The bottom line is that labor is being priced out of the market NOT because technology is so cheap, but because the cost of labor is so high. With payroll taxes, workers comp, unemployment insurance, OSHA, unions, and other regulations, it's simply not cost-effective to have humans do certain chores anymore.

Machines free up labor from menial and dangerous chores to do much higher-valued work. The problem is that people aren't gaining the skills to do higher-valued work.

Cedric Katesby said...

One of the things I like to do is read interesting stories.
I also like surveys and opinion polls and commentaries.
Love 'em.
Can't get enough of them.
Out of force of habit, no matter how shocking or interesting or amazing the story or opinion poll is, I always ask one simple question.

Who says?

(I never fail to ask this question. It's a good skeptical question. People should ask it more often.)

In this case, it's "MRC TV: A division of the Media Research Center."

Never heard of them.
So then I ask myself "Who are they?" and I google them.

And then later, I look at some of their other videos...

The Whited Sepulchre said...

From a Keynesian/Big Government point of view, the best thing we could do is outlaw all engines and motors. The number of jobs created would be staggering.

From an Austrian perspective (and I have the right to comment on these things because, after all, I ship fruitstands), ATM's, scanners, pay at the pump systems, merely lower costs, leaving the customer with more money to spend on other things at other places. And yeah, some people who get replaced by electronics never, ever recover from it.
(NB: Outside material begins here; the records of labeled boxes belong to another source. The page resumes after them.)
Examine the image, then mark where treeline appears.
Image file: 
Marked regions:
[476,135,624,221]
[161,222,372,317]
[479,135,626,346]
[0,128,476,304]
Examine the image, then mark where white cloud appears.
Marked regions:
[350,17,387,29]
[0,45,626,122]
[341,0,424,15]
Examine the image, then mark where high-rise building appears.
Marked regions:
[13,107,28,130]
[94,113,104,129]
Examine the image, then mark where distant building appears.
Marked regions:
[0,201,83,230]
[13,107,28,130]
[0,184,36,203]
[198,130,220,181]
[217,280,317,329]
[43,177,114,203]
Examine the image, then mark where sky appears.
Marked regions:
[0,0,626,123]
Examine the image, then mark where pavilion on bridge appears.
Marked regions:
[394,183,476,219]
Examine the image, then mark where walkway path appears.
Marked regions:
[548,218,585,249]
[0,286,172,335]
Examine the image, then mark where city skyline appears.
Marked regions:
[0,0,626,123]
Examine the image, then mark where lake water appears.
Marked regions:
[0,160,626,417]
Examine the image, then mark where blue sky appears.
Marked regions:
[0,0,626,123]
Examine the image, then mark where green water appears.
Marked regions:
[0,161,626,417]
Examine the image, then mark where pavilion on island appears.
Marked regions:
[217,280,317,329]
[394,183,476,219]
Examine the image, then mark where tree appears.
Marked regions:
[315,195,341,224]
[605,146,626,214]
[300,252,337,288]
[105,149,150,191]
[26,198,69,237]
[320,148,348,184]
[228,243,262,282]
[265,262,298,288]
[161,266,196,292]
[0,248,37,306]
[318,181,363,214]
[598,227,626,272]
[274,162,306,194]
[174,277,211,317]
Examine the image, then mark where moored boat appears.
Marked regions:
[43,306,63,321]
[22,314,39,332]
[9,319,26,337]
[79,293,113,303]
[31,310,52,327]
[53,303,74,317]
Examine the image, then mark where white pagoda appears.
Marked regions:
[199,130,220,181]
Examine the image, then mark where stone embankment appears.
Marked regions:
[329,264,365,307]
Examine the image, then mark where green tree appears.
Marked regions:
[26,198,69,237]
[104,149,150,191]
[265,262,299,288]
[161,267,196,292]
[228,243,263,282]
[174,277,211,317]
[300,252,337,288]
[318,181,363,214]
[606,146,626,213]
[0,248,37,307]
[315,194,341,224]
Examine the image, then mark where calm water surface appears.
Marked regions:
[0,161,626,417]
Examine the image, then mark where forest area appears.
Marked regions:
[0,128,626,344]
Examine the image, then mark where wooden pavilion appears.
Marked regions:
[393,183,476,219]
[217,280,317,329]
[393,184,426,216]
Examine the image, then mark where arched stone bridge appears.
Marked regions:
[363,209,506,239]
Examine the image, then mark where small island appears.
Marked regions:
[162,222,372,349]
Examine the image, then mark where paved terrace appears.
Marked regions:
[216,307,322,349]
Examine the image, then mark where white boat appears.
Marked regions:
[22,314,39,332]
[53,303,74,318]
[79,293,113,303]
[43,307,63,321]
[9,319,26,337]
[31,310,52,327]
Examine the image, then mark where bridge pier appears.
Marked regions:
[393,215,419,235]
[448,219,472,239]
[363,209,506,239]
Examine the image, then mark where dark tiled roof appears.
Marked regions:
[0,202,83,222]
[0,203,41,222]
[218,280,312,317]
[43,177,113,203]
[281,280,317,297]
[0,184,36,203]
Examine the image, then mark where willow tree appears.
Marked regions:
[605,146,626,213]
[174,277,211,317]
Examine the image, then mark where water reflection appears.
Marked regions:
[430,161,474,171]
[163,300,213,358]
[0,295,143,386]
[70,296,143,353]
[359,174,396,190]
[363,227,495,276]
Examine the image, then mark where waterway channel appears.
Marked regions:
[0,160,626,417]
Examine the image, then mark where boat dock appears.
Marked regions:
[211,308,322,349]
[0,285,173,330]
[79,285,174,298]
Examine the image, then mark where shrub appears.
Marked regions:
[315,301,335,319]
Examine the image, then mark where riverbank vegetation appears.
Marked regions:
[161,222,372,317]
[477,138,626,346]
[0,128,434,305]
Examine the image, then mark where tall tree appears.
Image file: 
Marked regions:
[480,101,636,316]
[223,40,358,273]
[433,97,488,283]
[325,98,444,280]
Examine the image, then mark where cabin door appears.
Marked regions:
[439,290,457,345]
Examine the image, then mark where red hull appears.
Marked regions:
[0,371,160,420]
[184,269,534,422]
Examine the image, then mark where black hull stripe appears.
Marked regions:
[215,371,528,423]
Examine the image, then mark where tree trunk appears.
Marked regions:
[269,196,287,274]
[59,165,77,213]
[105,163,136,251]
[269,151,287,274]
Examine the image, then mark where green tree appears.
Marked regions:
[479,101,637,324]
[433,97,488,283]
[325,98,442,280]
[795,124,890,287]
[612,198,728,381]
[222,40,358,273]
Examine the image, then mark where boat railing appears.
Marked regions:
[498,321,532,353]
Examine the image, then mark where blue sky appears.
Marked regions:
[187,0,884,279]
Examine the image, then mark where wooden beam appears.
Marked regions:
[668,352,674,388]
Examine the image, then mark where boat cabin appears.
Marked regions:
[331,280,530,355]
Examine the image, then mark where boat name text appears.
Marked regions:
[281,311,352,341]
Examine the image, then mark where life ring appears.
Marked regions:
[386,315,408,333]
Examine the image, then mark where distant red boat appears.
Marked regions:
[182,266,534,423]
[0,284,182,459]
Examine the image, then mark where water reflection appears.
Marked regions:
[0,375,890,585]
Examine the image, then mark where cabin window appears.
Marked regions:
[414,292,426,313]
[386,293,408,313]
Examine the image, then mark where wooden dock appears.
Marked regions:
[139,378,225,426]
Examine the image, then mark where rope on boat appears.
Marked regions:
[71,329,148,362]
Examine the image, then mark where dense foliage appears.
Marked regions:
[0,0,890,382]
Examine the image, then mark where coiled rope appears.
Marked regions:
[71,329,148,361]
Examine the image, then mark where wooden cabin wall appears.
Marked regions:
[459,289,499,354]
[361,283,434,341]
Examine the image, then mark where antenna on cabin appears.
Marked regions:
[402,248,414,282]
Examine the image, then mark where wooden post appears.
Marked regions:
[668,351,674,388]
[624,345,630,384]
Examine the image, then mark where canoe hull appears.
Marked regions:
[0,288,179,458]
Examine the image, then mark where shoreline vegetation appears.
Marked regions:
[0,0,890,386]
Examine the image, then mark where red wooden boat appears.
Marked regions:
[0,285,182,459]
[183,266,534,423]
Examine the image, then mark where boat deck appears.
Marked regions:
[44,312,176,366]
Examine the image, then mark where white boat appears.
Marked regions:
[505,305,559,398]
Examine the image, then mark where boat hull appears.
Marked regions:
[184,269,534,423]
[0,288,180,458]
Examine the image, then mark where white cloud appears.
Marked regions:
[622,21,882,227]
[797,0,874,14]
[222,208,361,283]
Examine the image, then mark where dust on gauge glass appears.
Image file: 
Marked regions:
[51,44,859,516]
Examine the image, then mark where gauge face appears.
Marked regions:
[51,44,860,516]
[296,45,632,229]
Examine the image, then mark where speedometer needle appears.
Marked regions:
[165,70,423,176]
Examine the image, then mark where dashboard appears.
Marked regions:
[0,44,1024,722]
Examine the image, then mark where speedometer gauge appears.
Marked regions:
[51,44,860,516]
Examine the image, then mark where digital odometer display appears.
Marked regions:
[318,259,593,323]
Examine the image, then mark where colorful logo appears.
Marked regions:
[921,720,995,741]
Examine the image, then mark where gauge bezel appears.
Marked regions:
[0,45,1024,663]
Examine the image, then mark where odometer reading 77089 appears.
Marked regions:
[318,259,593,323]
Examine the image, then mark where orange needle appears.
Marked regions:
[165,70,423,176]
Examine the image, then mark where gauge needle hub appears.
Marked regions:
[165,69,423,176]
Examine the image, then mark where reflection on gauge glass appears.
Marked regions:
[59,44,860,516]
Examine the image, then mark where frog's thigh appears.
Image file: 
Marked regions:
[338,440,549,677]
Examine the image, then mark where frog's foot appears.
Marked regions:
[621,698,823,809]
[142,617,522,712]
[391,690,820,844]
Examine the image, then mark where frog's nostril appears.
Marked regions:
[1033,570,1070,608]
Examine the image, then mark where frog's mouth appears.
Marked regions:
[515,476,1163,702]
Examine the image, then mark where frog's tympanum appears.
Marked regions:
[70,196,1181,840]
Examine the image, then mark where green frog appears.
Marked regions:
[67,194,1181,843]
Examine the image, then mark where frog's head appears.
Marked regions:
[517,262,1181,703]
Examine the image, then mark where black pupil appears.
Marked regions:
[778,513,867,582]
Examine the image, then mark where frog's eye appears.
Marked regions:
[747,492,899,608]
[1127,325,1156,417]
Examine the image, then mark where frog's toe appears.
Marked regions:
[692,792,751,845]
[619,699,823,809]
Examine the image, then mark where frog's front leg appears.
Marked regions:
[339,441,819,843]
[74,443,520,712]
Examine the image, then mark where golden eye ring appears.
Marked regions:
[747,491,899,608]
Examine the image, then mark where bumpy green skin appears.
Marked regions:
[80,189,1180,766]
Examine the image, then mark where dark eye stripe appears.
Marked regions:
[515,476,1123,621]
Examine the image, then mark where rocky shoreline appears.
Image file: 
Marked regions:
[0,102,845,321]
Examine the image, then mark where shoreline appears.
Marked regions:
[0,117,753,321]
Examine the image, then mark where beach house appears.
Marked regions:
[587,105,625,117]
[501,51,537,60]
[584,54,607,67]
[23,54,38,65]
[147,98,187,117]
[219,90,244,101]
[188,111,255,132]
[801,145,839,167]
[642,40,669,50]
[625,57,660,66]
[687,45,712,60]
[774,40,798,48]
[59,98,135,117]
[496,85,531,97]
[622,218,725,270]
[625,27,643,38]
Help a brothah out here. I'm not seeing anything weird about them yet, other than a desire to see how many American sheep/victims would actually sign a petition to ban ATM's, and use the video as a commentary on the sad state of the electorate.
Hope you're doing well. Come to Texas !!!!

Cedric Katesby said...

Help a brothah out here. I'm not seeing anything weird about them yet, other than a desire to see how many American sheep/victims would actually sign a petition to ban ATM's.

Oh, that's innocuous enough.
Yet it's a good idea to to find out who these people are.
Who were the nice people that brought you that message?
What other messages do they want to bring to you?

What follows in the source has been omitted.